Губернаторша вышла, и за нею повалила из павильона вся публика. Остались только губернатор, архиерей и голова.

– Царица небесная! А что было, когда меня в сидельцы в рыбную лавку отдали! – продолжал Егор Иваныч, поднимая вверх руки, причем лисья шуба его распахнулась. – Бывало, выходишь в лавку чуть свет… к девятому часу я уж совсем озябши, рожа посинела, пальцы растопырены, так что пуговицы не застегнешь и денег не сосчитаешь. Стоишь на холоде, костенеешь и думаешь: «Господи, ведь до самого вечера так стоять придется!» К обеду уж у меня живот втянуло и сердце болит… да-с! Когда потом сам хозяином был, не легче жилось. Морозы до чрезвычайности, а лавка, словно мышеловка, со всех сторон ее продувает; шубенка на мне, извините, паршивая, на рыбьем меху, сквозная… Застынешь весь, обалдеешь и сам станешь жесточее мороза: одного за ухо дернешь, так что чуть ухо не оторвешь, другого по затылку хватишь, на покупателя злодеем этаким глядишь, зверем, и норовишь с него кожу содрать, а домой ввечеру придешь, надо бы спать ложиться, но ты не в духах и начинаешь свое семейство куском хлеба попрекать, шуметь и так разойдешься, что пяти городовых мало. От морозу и зол становишься и водку пьешь не в меру.

Егор Иваныч всплеснул руками и продолжал:

– А что было, когда мы зимой в Москву рыбу возили! Мать пречистая!

И он, захлебываясь, стал описывать ужасы, которые переживал со своими приказчиками, когда возил в Москву рыбу…

– Н-да, – вздохнул губернатор, – удивительно вынослив человек! Вы, Егор Иваныч, рыбу в Москву возили, а я в свое время на войну ходил. Припоминается мне один необыкновенный случай…
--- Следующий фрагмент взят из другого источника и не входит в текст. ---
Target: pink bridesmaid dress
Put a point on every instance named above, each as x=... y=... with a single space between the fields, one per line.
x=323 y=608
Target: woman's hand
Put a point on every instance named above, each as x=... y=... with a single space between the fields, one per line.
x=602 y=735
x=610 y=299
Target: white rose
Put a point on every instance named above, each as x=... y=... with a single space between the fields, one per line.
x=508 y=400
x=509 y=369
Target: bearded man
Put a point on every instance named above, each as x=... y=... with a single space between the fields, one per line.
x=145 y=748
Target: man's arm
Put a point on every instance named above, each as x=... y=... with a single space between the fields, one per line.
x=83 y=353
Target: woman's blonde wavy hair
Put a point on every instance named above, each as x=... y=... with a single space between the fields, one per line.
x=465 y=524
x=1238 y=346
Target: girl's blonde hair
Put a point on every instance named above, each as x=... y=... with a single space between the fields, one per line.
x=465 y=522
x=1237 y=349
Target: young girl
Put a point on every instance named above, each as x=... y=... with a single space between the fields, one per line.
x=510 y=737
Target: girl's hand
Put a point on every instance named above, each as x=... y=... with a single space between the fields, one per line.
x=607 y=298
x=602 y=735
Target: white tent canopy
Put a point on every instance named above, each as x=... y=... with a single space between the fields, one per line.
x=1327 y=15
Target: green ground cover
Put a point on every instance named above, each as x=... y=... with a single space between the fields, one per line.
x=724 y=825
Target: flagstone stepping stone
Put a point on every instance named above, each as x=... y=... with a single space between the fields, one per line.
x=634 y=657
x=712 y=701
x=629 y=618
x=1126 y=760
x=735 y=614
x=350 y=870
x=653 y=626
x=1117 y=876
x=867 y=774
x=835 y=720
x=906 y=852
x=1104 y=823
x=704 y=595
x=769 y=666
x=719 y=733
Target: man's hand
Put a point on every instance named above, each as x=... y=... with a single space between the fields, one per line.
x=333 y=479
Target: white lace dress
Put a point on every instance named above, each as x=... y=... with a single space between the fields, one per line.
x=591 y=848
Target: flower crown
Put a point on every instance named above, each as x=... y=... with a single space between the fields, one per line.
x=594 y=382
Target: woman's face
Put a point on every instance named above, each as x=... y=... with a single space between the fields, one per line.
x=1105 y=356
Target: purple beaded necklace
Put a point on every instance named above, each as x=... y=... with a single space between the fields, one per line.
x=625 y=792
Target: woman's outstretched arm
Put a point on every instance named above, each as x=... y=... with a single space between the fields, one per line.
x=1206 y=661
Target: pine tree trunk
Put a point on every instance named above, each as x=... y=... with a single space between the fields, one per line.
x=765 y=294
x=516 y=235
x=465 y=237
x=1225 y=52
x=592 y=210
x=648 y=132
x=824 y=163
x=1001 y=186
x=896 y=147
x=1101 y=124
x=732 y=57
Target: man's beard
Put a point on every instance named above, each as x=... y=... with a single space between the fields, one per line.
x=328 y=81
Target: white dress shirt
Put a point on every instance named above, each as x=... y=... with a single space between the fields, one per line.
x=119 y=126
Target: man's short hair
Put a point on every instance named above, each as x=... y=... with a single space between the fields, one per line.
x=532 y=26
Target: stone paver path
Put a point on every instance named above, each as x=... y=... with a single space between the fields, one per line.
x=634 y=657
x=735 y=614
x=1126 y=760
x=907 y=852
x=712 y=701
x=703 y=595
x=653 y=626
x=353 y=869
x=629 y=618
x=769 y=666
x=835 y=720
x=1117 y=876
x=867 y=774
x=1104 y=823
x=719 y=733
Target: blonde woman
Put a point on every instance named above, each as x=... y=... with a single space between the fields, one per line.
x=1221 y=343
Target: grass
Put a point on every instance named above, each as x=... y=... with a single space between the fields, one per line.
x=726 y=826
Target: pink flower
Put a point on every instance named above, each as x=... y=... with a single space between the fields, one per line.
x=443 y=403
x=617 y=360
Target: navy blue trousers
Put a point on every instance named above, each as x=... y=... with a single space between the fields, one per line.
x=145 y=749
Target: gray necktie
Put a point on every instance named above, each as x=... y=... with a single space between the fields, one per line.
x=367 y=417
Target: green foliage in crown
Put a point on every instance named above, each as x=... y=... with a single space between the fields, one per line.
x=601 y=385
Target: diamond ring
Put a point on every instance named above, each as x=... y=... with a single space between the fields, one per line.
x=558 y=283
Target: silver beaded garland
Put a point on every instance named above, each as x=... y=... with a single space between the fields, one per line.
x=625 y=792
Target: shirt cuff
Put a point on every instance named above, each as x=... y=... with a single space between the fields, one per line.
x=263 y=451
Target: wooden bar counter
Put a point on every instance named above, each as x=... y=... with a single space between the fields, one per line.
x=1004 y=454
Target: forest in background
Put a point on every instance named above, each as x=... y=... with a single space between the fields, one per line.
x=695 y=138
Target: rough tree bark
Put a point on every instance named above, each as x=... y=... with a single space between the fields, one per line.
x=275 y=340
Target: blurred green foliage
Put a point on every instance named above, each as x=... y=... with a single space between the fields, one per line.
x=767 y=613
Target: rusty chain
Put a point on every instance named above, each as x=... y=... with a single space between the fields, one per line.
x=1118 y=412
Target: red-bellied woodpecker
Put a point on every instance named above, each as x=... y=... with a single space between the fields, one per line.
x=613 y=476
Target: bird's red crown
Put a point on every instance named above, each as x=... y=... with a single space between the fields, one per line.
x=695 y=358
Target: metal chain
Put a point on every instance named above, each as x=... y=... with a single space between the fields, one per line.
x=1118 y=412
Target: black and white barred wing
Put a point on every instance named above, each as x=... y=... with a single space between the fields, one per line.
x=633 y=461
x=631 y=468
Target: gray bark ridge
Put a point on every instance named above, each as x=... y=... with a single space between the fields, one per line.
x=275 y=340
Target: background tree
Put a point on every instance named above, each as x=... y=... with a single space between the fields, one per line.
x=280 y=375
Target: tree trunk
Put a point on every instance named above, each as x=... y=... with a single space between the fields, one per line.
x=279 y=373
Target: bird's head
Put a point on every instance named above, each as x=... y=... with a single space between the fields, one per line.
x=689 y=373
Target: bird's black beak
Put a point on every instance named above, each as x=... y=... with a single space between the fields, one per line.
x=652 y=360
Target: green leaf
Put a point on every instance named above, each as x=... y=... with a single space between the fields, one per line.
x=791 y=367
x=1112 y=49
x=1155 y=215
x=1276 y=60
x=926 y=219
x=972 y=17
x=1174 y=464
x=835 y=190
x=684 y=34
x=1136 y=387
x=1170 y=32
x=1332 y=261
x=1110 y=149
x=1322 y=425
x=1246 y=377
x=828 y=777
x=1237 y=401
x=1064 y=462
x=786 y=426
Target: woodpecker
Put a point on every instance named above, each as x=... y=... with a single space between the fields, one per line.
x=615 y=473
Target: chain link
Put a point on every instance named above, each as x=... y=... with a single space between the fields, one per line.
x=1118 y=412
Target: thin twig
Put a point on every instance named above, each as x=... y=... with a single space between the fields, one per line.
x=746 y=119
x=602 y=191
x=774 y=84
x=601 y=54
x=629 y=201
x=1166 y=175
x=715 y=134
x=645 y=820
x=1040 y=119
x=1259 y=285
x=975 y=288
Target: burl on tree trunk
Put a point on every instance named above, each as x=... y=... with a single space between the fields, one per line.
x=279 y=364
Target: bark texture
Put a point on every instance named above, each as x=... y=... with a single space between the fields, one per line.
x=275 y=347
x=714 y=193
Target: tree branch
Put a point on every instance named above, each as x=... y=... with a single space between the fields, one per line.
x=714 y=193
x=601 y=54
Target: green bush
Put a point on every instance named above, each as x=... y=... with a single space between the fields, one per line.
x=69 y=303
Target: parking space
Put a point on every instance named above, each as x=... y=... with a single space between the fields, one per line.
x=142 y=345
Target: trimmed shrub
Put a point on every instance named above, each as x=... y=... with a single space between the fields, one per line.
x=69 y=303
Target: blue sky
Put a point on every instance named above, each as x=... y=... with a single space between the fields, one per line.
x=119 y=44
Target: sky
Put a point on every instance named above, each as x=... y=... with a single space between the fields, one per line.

И губернатор рассказал, как во время последней русско-турецкой войны, в одну морозную ночь отряд, в котором он находился, стоял неподвижно тринадцать часов в снегу под пронзительным ветром; из страха быть замеченным, отряд не разводил огня, молчал, не двигался; запрещено было курить…

Начались воспоминания. Губернатор и голова оживились, повеселели и, перебивая друг друга, стали припоминать пережитое. И архиерей рассказал, как он, служа в Сибири, ездил на собаках, как он однажды сонный, во время сильного мороза, вывалился из возка и едва не замерз; когда тунгузы вернулись и нашли его, то он был едва жив. Потом, словно сговорившись, старики вдруг умолкли, сели рядышком и задумались.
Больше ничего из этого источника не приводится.